If the infection is left untreated, it results in low birth weight fetus, intrauterine growth retardation, preterm labor and premature babies, intrauterine fetal death, and increased prenatal mortality and morbidity as well as maternal complications including anemia, preeclampsia, renal failure, septicemia, and adult respiratory syndrome3.
In Hargeisa Group Hospital, Hargeisa, Somaliland, routine culture and antimicrobial susceptibility testing of UTI are not performed and the treatment is on an empirical basis. This may promote the overuse of antibiotics and the development of resistant microbial strains. There was no published information on the prevalence of UTI and antimicrobial susceptibility pattern in Somaliland.
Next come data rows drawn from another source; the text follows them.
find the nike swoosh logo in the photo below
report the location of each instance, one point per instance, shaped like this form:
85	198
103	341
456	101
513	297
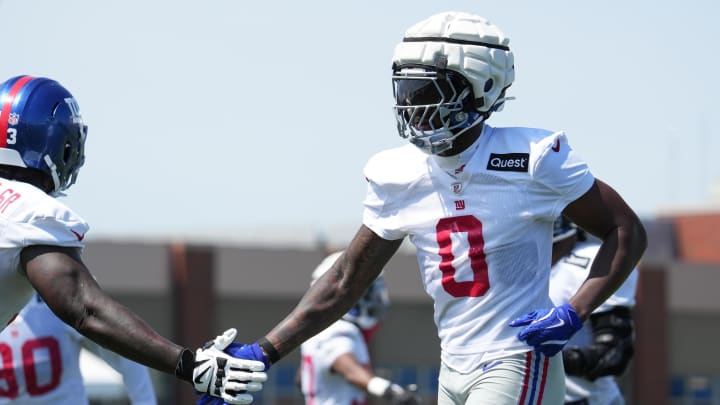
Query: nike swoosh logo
198	378
491	365
556	147
560	323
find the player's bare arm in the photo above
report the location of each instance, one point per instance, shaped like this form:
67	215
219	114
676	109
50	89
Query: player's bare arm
603	213
335	292
66	285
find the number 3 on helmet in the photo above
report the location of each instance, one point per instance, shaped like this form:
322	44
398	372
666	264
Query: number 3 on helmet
41	128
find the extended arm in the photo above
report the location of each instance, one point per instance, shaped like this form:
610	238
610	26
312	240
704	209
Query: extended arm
67	287
604	214
334	293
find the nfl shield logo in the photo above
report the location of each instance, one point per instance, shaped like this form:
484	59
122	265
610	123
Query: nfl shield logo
457	188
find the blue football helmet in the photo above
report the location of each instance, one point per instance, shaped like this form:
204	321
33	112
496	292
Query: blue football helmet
41	128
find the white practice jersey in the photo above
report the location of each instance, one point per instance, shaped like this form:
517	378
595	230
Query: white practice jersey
29	216
320	385
41	357
566	277
482	233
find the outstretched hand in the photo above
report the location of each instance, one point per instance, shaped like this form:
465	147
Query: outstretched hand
548	330
252	353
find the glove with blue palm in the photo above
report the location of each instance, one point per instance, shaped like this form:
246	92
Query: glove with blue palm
241	351
548	330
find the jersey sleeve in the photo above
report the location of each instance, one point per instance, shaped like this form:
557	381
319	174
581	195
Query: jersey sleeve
388	185
560	172
376	214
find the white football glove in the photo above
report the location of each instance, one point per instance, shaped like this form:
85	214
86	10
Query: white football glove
218	374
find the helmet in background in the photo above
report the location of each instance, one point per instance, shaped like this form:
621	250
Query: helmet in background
41	128
371	308
449	73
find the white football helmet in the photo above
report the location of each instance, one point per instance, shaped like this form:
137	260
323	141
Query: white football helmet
450	72
372	306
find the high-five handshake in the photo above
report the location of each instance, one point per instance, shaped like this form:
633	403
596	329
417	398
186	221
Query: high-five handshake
218	374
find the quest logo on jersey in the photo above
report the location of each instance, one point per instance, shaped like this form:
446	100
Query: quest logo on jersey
509	162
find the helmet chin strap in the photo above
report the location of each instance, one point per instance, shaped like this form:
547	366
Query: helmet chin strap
442	142
53	172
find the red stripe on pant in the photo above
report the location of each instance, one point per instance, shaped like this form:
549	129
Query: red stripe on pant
526	386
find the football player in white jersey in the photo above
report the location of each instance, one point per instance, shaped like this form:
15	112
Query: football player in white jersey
335	367
42	364
478	203
603	347
42	138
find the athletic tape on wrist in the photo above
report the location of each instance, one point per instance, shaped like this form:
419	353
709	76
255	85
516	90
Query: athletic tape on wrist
270	351
185	365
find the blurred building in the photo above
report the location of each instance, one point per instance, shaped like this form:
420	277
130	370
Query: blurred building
192	291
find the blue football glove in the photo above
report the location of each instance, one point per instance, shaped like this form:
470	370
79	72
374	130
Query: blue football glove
548	330
241	351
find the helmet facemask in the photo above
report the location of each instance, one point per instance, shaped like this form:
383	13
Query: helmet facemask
433	107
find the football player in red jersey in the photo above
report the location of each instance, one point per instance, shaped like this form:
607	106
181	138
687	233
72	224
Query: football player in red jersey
478	203
42	139
42	362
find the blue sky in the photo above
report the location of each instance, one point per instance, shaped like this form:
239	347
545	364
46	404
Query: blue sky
249	119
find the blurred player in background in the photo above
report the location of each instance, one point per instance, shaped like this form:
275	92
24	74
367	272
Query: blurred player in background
41	363
478	202
335	368
42	141
604	346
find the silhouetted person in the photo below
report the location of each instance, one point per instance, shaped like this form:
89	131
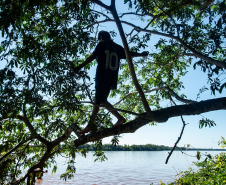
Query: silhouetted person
108	55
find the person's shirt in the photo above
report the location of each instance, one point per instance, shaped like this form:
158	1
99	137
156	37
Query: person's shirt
108	55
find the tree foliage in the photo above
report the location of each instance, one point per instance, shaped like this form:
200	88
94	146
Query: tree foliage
42	101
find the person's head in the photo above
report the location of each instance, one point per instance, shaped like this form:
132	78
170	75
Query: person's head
103	35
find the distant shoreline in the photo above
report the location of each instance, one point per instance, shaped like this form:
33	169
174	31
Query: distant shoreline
147	147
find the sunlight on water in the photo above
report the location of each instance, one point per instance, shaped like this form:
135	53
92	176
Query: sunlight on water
123	167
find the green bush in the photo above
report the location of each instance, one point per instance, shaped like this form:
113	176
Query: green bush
210	171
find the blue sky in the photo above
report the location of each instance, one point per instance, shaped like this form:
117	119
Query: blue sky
167	133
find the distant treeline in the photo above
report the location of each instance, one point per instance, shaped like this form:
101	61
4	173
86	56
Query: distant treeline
147	147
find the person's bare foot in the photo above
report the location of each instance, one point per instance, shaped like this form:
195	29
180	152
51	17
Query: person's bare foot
119	122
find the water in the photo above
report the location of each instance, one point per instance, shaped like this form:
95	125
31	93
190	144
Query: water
123	167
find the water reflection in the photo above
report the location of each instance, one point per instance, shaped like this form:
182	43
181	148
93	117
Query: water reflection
127	167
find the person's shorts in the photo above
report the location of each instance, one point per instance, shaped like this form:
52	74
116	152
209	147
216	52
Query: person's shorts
102	94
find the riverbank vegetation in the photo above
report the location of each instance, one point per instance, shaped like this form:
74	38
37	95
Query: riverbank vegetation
147	147
211	170
43	102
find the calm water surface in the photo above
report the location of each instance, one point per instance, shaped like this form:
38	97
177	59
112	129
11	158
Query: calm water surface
123	167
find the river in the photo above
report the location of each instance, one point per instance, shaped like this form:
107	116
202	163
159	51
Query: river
123	168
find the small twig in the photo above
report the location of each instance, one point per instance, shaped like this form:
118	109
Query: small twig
179	138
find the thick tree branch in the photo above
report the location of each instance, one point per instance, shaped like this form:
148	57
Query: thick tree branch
13	149
30	127
179	138
156	89
132	126
112	9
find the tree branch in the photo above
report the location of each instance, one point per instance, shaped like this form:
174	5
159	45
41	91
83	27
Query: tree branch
13	149
179	138
132	126
30	127
196	53
159	88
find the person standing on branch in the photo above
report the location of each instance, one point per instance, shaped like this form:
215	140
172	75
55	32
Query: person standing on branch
108	55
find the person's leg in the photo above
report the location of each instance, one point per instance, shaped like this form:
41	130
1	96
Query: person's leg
91	123
120	118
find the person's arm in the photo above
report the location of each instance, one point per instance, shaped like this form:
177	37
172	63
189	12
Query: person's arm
87	61
135	54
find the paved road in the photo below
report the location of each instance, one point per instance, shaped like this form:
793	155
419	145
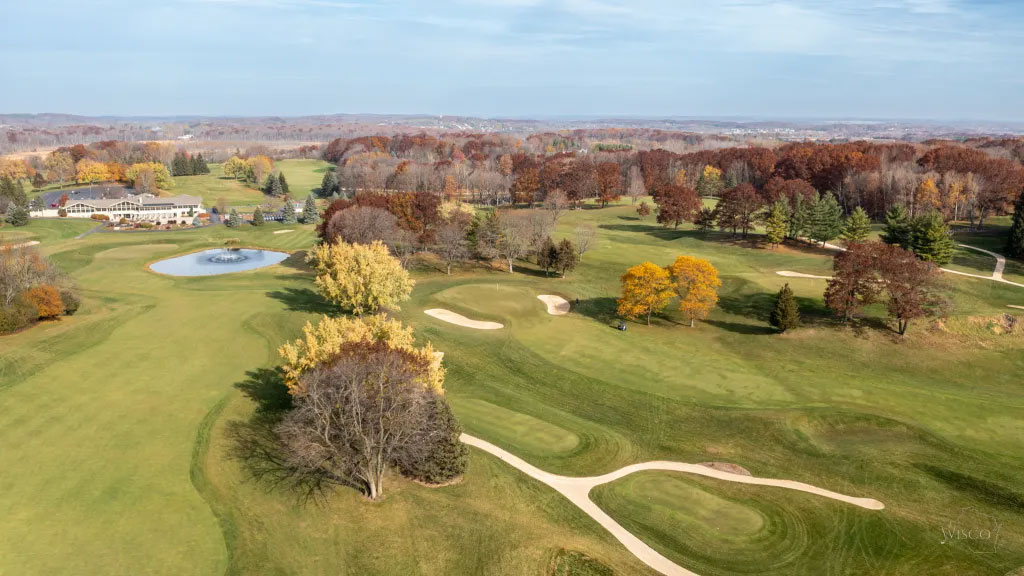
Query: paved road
578	492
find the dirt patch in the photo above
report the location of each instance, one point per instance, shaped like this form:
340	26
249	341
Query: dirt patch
726	467
460	320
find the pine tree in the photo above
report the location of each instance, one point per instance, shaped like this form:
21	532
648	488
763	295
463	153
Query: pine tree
17	215
898	229
310	214
826	221
1015	244
786	313
931	240
705	220
857	227
329	186
288	213
776	222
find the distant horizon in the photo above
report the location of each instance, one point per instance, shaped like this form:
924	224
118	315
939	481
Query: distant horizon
540	117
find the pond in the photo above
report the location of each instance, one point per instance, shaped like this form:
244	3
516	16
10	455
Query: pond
218	260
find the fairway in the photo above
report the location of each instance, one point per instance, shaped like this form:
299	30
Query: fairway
118	421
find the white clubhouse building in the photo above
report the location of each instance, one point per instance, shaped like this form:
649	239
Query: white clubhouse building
144	207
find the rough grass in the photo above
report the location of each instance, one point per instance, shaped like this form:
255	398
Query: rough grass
115	422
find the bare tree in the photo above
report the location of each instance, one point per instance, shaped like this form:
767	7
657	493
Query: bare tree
359	415
585	235
363	224
556	203
514	242
451	244
635	188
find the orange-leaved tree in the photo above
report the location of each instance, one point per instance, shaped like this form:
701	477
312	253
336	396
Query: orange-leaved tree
47	300
646	289
696	283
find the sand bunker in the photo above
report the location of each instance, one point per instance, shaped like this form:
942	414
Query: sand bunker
557	305
788	274
460	320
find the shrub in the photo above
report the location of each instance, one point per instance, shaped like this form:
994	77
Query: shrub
71	301
442	457
19	314
47	300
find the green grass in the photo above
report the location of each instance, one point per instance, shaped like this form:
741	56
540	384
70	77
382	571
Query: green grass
302	176
116	422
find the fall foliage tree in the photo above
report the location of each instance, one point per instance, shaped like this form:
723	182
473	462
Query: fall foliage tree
677	204
321	342
646	289
696	282
857	227
776	222
359	278
47	300
1015	242
608	182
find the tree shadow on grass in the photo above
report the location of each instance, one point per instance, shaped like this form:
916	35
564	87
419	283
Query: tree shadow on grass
603	309
303	299
256	446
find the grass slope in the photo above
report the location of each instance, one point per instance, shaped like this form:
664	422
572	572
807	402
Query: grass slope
116	422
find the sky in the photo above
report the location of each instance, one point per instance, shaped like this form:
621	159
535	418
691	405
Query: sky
942	59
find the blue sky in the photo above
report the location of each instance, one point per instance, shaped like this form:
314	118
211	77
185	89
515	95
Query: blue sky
867	58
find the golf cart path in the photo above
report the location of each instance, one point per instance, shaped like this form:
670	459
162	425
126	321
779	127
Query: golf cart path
1000	264
577	490
557	305
460	320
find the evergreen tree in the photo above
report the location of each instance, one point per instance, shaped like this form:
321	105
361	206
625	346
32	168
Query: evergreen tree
288	213
857	225
1015	244
705	219
931	240
801	215
17	215
547	255
826	221
777	222
898	229
310	214
329	186
786	313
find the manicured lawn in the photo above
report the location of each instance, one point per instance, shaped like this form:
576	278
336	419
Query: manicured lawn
302	176
117	423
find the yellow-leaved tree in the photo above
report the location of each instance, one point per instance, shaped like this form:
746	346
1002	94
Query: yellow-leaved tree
696	283
359	278
646	289
322	342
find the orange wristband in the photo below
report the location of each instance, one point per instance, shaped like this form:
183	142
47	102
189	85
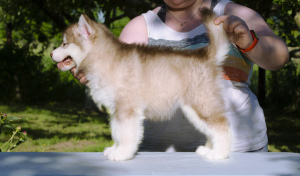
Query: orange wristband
255	40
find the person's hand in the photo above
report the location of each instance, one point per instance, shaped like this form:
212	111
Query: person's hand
236	29
80	76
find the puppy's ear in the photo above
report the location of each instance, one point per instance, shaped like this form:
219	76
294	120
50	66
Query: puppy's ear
84	26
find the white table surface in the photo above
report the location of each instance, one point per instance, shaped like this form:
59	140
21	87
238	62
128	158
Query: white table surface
146	163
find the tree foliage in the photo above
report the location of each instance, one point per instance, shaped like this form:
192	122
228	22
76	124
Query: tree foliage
36	25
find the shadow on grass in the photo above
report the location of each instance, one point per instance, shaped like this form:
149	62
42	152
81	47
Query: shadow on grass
61	117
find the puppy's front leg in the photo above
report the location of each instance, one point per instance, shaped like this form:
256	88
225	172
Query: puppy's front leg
127	132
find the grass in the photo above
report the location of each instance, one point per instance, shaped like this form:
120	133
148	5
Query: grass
61	128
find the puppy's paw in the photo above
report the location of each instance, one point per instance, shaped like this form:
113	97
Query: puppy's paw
217	155
202	150
118	154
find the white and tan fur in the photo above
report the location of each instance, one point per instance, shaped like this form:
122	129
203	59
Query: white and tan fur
135	82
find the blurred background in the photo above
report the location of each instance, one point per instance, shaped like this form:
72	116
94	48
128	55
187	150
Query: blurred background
54	108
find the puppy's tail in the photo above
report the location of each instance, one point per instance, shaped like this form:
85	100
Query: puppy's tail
218	42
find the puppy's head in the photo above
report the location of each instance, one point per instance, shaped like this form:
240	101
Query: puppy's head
77	41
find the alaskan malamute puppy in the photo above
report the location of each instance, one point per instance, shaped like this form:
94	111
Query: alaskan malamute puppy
135	82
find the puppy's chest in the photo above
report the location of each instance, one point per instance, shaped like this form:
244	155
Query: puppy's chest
102	94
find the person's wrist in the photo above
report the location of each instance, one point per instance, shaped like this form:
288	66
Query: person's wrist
252	44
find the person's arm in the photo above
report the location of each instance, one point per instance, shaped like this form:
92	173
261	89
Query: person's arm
270	53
Therefore, this study was carried out to determine the prevalence, antimicrobial susceptibility pattern and associated factors of urinary tract infection among pregnant women attending antenatal care at HGH, Hargeisa, Somaliland.
Method
Cross-sectional study was conducted at antenatal care (ANC) in HGH, Hargeisa, Somaliland from May to October 2020. Being pregnant and having a follow up in the ANC clinic of HGH were included in the study. Pregnant women who received antibiotics within two weeks before ANC follow up were excluded. A structure questionnaire was used by trained nurses for the collection of Clinical and Socio-demographic data.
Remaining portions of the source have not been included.